Dr Pavan Belehalli, Founder-Director, StrideAide, said, “The StrideAide Digital Podiatry Clinic represents a shift from reactive treatment to preventive care in diabetic foot management. By combining clinical insight with smart engineering and AI driven analytics, we are enabling early risk identification at the point of care. Our collaboration with IISc ensures that this model is not only clinically robust but also scalable and affordable for India’s public health system.”
The D-PoC model follows a plug-and-play deployment approach that enables rapid scaling across diverse healthcare institutions. With the ongoing integration of StrideGPT, an AI driven question and answer support system for clinicians and patients, the clinic aims to strengthen preventive foot care while reducing the socioeconomic burden associated with diabetic foot complications. The initiative also reinforces academia-industry collaboration, particularly with IISc through its BeST Cluster ecosystem, supporting smart engineering, predictive analytics, and clinical validation.
“Diabetic foot complications remain one of the most underestimated contributors to disability and healthcare costs. Through the Digital Podiatry Clinic initiative, we aim to empower clinicians with reliable screening tools and structured data, enabling timely intervention and significantly reducing avoidable amputations,” said Dr Sanjay Sharma, Co-Founder, StrideAide.
IISc has played a critical role as a research and innovation partner in the development of the D-PoC model. The clinic is built on smart engineering, predictive analytics, and clinical validation supported by IISc faculty members and the BeST Cluster ecosystem.
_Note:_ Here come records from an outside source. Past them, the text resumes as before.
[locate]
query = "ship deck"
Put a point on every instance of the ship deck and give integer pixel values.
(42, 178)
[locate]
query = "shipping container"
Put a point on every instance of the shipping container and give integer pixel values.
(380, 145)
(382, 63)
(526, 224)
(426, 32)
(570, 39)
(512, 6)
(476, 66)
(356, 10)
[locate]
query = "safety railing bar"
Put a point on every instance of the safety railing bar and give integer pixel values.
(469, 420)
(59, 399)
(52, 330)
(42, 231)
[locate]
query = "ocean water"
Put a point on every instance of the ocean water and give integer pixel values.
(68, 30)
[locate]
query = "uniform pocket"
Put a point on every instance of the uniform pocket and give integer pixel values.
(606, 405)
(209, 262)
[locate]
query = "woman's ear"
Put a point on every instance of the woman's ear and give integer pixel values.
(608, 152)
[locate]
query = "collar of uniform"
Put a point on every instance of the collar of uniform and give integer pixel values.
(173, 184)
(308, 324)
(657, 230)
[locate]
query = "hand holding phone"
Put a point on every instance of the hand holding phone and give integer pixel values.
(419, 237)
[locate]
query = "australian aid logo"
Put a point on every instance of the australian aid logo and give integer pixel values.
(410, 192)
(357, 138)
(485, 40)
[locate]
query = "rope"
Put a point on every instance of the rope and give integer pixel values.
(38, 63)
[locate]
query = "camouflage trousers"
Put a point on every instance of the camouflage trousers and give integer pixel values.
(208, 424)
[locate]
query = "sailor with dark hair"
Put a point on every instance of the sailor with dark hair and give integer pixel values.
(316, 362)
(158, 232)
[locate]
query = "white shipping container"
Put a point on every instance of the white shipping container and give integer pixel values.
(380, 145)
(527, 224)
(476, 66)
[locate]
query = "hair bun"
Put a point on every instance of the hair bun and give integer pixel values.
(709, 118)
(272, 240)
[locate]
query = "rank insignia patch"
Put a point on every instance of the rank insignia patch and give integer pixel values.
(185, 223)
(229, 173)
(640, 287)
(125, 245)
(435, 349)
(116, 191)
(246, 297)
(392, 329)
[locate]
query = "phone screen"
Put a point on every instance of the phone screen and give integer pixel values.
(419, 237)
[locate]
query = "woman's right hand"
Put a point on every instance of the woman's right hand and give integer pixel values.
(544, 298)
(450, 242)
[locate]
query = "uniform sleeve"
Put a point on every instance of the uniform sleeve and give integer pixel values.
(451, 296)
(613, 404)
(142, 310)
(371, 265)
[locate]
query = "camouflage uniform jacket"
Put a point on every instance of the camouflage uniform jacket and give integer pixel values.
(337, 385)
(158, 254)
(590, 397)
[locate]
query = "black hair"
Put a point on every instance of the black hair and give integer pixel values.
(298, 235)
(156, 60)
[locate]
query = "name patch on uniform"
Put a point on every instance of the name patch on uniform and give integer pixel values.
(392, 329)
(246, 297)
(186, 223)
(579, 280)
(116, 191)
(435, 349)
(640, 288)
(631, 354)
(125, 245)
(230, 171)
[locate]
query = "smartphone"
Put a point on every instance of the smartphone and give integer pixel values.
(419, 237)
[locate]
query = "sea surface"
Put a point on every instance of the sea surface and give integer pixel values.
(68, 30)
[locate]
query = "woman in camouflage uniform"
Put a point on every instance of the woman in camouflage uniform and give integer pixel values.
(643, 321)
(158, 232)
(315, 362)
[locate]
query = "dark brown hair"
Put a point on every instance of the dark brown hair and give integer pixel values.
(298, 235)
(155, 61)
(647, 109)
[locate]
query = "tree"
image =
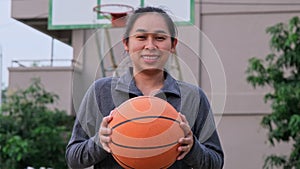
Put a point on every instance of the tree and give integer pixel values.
(280, 70)
(32, 134)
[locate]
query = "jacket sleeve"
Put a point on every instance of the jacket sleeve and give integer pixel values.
(206, 152)
(84, 148)
(83, 151)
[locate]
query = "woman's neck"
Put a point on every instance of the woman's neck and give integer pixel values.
(149, 81)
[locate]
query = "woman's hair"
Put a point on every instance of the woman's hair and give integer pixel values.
(140, 11)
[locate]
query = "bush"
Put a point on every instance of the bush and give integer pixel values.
(280, 70)
(32, 134)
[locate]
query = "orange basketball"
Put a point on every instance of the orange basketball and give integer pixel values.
(145, 133)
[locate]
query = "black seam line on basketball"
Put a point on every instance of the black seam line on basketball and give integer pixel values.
(122, 162)
(144, 117)
(144, 148)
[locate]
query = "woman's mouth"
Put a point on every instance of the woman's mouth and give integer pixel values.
(150, 58)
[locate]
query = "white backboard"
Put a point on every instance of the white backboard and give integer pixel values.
(79, 14)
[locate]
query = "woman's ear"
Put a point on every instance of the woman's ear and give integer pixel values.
(174, 44)
(125, 44)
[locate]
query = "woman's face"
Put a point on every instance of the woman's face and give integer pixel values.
(149, 44)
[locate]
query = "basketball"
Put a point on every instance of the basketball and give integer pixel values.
(145, 133)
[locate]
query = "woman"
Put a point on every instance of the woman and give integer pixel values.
(149, 39)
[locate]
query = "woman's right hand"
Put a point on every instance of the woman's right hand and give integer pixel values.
(105, 132)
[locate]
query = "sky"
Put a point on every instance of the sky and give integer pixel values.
(21, 42)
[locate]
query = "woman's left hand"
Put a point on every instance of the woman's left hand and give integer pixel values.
(187, 142)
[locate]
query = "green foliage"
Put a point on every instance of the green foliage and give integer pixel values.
(281, 71)
(32, 134)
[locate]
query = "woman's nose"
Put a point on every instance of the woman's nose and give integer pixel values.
(150, 44)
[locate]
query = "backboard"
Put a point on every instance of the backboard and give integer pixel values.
(79, 14)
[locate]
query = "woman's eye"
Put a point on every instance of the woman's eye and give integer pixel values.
(160, 38)
(141, 37)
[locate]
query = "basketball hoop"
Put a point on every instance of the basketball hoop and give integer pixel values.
(118, 13)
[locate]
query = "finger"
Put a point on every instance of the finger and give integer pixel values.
(183, 118)
(106, 120)
(184, 150)
(104, 140)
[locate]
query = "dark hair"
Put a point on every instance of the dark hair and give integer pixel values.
(143, 10)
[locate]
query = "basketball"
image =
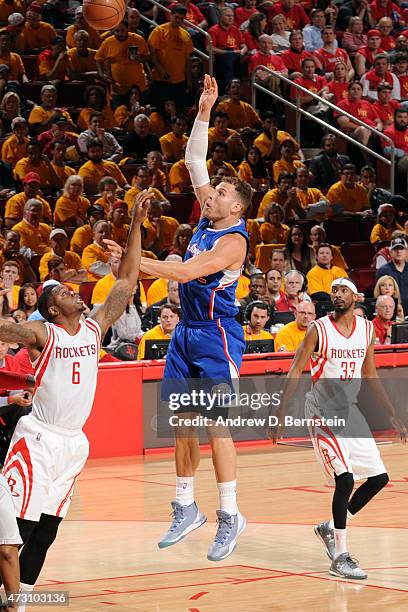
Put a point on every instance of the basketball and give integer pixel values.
(104, 14)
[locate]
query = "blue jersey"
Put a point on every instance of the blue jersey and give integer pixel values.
(210, 297)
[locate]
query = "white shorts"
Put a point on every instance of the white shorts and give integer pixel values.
(41, 467)
(9, 533)
(338, 453)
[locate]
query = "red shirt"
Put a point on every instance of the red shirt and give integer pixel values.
(386, 111)
(293, 60)
(296, 17)
(329, 60)
(229, 39)
(274, 62)
(400, 139)
(363, 110)
(340, 90)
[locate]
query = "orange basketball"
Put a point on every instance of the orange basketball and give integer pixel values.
(104, 14)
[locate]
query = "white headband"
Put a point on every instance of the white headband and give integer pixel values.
(345, 282)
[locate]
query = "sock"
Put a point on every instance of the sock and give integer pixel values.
(24, 588)
(228, 496)
(340, 539)
(185, 490)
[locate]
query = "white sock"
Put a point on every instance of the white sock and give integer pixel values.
(185, 490)
(24, 588)
(340, 540)
(228, 496)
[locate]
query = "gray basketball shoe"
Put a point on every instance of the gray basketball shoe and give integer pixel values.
(326, 534)
(230, 527)
(346, 567)
(185, 520)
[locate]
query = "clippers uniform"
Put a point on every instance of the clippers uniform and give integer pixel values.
(208, 343)
(48, 449)
(336, 375)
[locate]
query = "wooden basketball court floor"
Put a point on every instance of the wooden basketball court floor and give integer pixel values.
(106, 553)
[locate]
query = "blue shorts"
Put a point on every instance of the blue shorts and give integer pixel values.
(203, 355)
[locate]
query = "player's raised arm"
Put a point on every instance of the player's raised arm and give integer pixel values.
(197, 146)
(128, 275)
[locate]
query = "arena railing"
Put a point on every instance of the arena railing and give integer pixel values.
(210, 57)
(327, 126)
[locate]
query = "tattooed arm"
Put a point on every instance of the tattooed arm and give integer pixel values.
(128, 275)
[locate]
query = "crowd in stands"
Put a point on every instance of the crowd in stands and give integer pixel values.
(89, 119)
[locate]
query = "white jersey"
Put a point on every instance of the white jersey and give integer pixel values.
(66, 374)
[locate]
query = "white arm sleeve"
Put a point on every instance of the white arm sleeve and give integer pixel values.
(196, 153)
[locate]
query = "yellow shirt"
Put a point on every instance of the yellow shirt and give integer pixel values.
(93, 173)
(71, 260)
(12, 151)
(172, 146)
(352, 200)
(35, 238)
(289, 336)
(66, 208)
(15, 207)
(81, 238)
(125, 72)
(241, 114)
(105, 284)
(262, 335)
(320, 279)
(157, 291)
(172, 46)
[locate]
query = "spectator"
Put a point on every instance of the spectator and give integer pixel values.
(15, 205)
(348, 195)
(141, 141)
(82, 57)
(379, 74)
(257, 314)
(82, 24)
(112, 151)
(321, 276)
(273, 230)
(364, 58)
(160, 229)
(15, 147)
(95, 256)
(71, 207)
(59, 242)
(325, 168)
(228, 47)
(168, 319)
(384, 309)
(386, 224)
(33, 234)
(82, 236)
(257, 289)
(253, 170)
(39, 164)
(95, 100)
(241, 114)
(294, 294)
(398, 266)
(36, 34)
(53, 62)
(172, 143)
(387, 285)
(171, 48)
(290, 337)
(121, 61)
(96, 168)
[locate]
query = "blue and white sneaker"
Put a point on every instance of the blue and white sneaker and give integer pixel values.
(230, 527)
(185, 520)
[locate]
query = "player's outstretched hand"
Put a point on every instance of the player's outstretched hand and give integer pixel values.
(209, 94)
(399, 426)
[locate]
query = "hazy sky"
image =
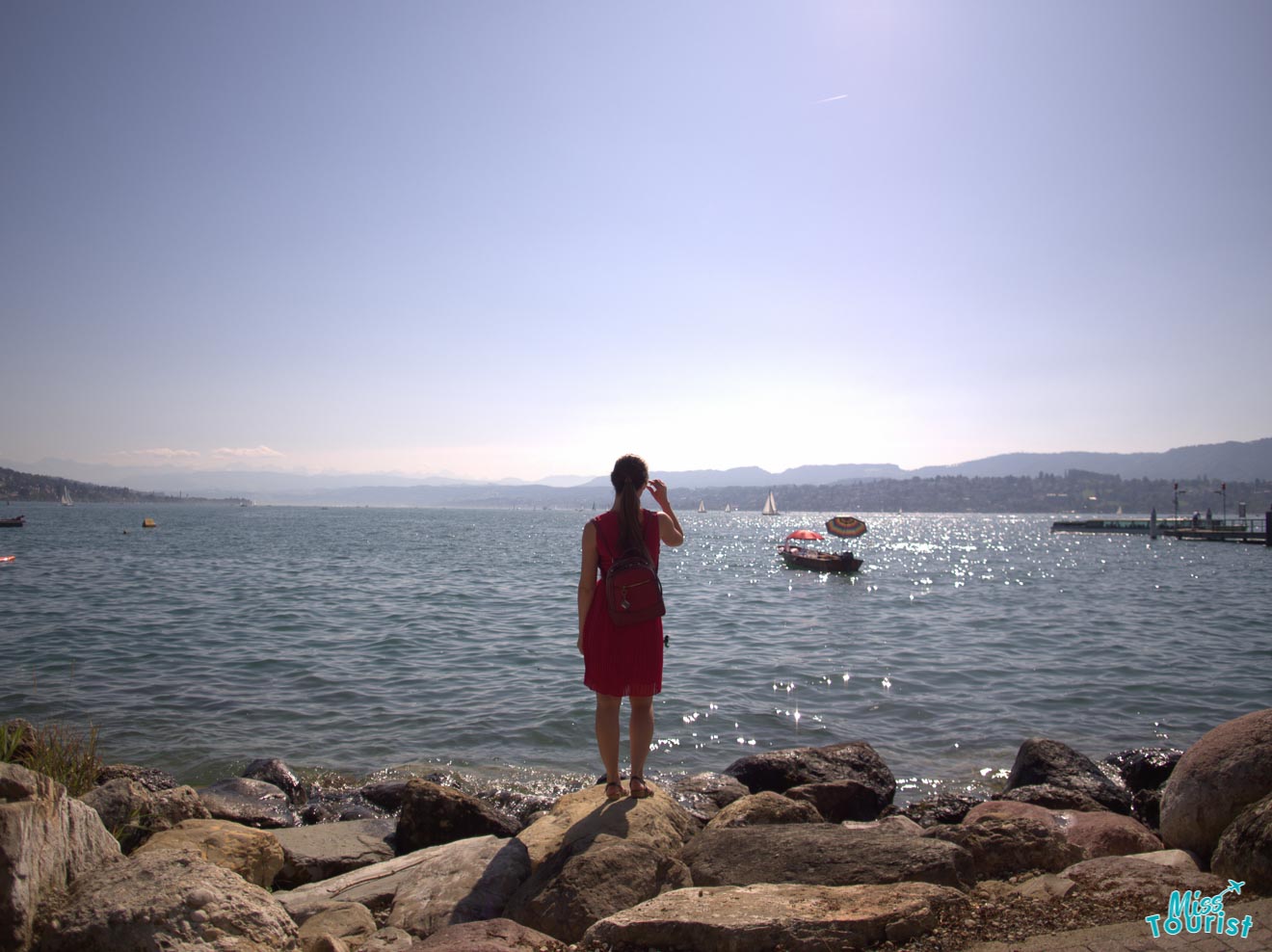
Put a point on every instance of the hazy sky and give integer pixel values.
(520, 238)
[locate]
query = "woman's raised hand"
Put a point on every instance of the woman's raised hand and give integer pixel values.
(658, 489)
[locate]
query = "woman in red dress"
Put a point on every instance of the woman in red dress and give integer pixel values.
(623, 662)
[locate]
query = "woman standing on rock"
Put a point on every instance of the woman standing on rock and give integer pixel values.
(623, 661)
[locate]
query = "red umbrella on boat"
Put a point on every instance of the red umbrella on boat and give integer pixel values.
(807, 535)
(846, 527)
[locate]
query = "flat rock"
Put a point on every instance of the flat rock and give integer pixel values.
(490, 936)
(252, 853)
(170, 900)
(581, 818)
(460, 883)
(313, 853)
(822, 854)
(47, 841)
(1129, 879)
(1042, 761)
(1227, 770)
(249, 802)
(433, 815)
(1001, 847)
(569, 893)
(1244, 850)
(782, 770)
(1104, 833)
(791, 916)
(764, 807)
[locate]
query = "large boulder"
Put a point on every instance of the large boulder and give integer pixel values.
(1002, 847)
(1103, 833)
(796, 917)
(762, 808)
(313, 853)
(1228, 769)
(839, 801)
(490, 936)
(822, 854)
(570, 892)
(460, 883)
(1133, 880)
(254, 854)
(782, 770)
(1244, 850)
(433, 815)
(47, 841)
(134, 812)
(249, 802)
(1042, 761)
(170, 900)
(577, 820)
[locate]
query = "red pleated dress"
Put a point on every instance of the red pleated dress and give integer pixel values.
(621, 661)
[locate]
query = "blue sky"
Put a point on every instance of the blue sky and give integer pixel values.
(519, 238)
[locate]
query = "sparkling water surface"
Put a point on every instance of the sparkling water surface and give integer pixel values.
(361, 639)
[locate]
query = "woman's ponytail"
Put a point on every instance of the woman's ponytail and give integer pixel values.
(628, 479)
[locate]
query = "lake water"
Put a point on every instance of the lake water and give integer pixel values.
(361, 639)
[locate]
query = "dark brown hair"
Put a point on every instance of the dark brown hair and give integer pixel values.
(628, 479)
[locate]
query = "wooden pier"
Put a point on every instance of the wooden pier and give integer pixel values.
(1257, 531)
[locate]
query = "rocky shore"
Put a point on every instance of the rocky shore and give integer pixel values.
(794, 849)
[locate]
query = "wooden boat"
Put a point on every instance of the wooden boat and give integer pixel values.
(802, 558)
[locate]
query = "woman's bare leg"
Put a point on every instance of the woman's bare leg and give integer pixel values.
(641, 732)
(607, 733)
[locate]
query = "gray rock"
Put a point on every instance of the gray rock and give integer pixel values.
(275, 772)
(707, 793)
(782, 770)
(1041, 761)
(460, 883)
(132, 812)
(249, 802)
(762, 808)
(150, 778)
(349, 921)
(822, 854)
(1128, 879)
(491, 936)
(1052, 797)
(581, 818)
(1244, 850)
(170, 900)
(47, 843)
(841, 800)
(794, 917)
(252, 853)
(433, 815)
(1221, 774)
(313, 853)
(1002, 847)
(569, 893)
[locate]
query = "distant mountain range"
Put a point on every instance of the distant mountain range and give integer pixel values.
(1251, 461)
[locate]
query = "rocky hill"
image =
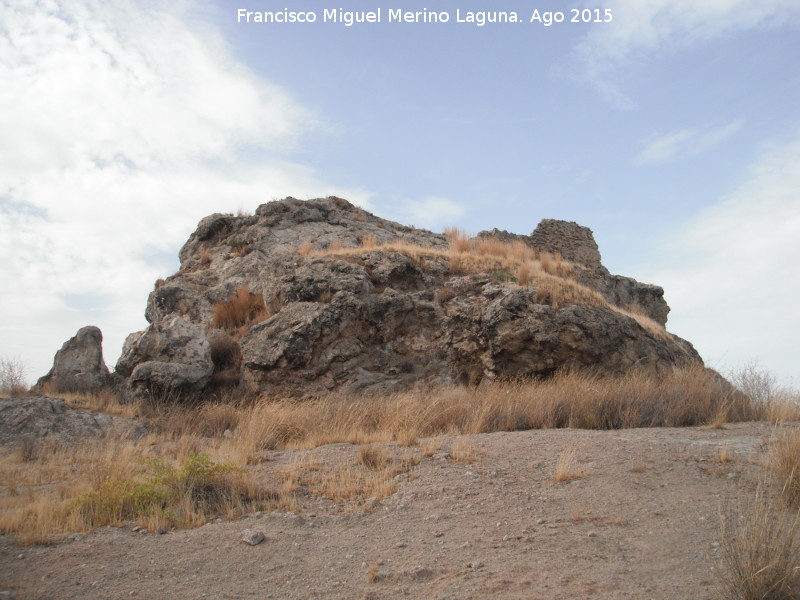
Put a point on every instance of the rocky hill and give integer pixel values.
(305, 297)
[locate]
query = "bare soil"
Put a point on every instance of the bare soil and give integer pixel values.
(642, 522)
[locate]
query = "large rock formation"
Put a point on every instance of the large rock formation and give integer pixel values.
(306, 297)
(78, 366)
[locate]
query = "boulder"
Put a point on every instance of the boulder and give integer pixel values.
(78, 366)
(172, 358)
(43, 419)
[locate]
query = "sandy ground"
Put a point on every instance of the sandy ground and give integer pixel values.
(643, 522)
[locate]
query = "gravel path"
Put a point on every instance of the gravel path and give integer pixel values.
(642, 522)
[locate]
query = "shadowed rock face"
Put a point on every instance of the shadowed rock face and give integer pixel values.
(79, 365)
(377, 319)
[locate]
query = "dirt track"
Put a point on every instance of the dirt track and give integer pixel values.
(643, 522)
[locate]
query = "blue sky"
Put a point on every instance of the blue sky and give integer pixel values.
(673, 131)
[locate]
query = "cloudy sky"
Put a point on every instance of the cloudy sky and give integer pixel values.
(672, 130)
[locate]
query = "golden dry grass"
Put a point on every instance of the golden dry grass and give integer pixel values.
(40, 481)
(242, 310)
(760, 550)
(58, 489)
(567, 468)
(685, 397)
(784, 461)
(550, 275)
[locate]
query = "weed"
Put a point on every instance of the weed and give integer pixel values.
(12, 378)
(761, 552)
(463, 451)
(784, 461)
(567, 468)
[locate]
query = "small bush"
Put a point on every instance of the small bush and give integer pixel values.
(188, 494)
(12, 378)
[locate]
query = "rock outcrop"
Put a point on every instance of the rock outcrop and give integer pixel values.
(51, 420)
(78, 365)
(576, 244)
(305, 297)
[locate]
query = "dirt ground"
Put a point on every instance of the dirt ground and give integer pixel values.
(642, 522)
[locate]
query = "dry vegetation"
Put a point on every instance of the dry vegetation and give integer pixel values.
(197, 466)
(761, 536)
(242, 310)
(551, 277)
(12, 378)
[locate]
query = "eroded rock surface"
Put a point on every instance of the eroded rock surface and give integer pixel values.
(78, 365)
(301, 299)
(50, 419)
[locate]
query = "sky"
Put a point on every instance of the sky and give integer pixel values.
(671, 128)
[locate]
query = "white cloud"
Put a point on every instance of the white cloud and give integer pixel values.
(685, 143)
(121, 125)
(731, 274)
(429, 212)
(642, 29)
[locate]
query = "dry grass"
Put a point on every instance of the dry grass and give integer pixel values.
(550, 275)
(724, 454)
(784, 461)
(41, 482)
(761, 551)
(57, 490)
(243, 310)
(463, 451)
(372, 477)
(778, 403)
(567, 468)
(681, 398)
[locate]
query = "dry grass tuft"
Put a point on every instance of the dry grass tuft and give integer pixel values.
(463, 451)
(372, 478)
(784, 461)
(761, 552)
(373, 457)
(242, 310)
(550, 275)
(61, 490)
(724, 454)
(567, 468)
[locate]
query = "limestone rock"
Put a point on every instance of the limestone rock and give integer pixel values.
(576, 244)
(170, 357)
(301, 299)
(253, 537)
(41, 418)
(78, 365)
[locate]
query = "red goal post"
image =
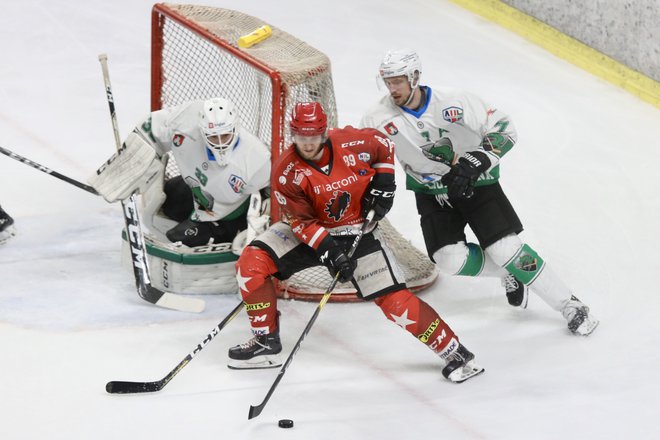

Prof. G. K. Ananthasuresh, Advisor to the D-PoC initiative, has played an instrumental role in shaping its engineering and clinical framework.
Prof G. K. Ananthasuresh, Shriram Group RT Chair Professor in Mechanical Engineering at IISc, said, “D-PoC provides valuable data with which digital twin models of an individual’s foot can be constructed using the principles of mechanics and AI algorithms. This will enable predictive analytics and help design customised dynamic offloading footwear to prevent and manage diabetic foot ulcers and other foot ailments. It is a great partnership between podiatrists and engineering researchers to bring about innovations in digital foot care with help from the BeST Cluster and funding agencies.”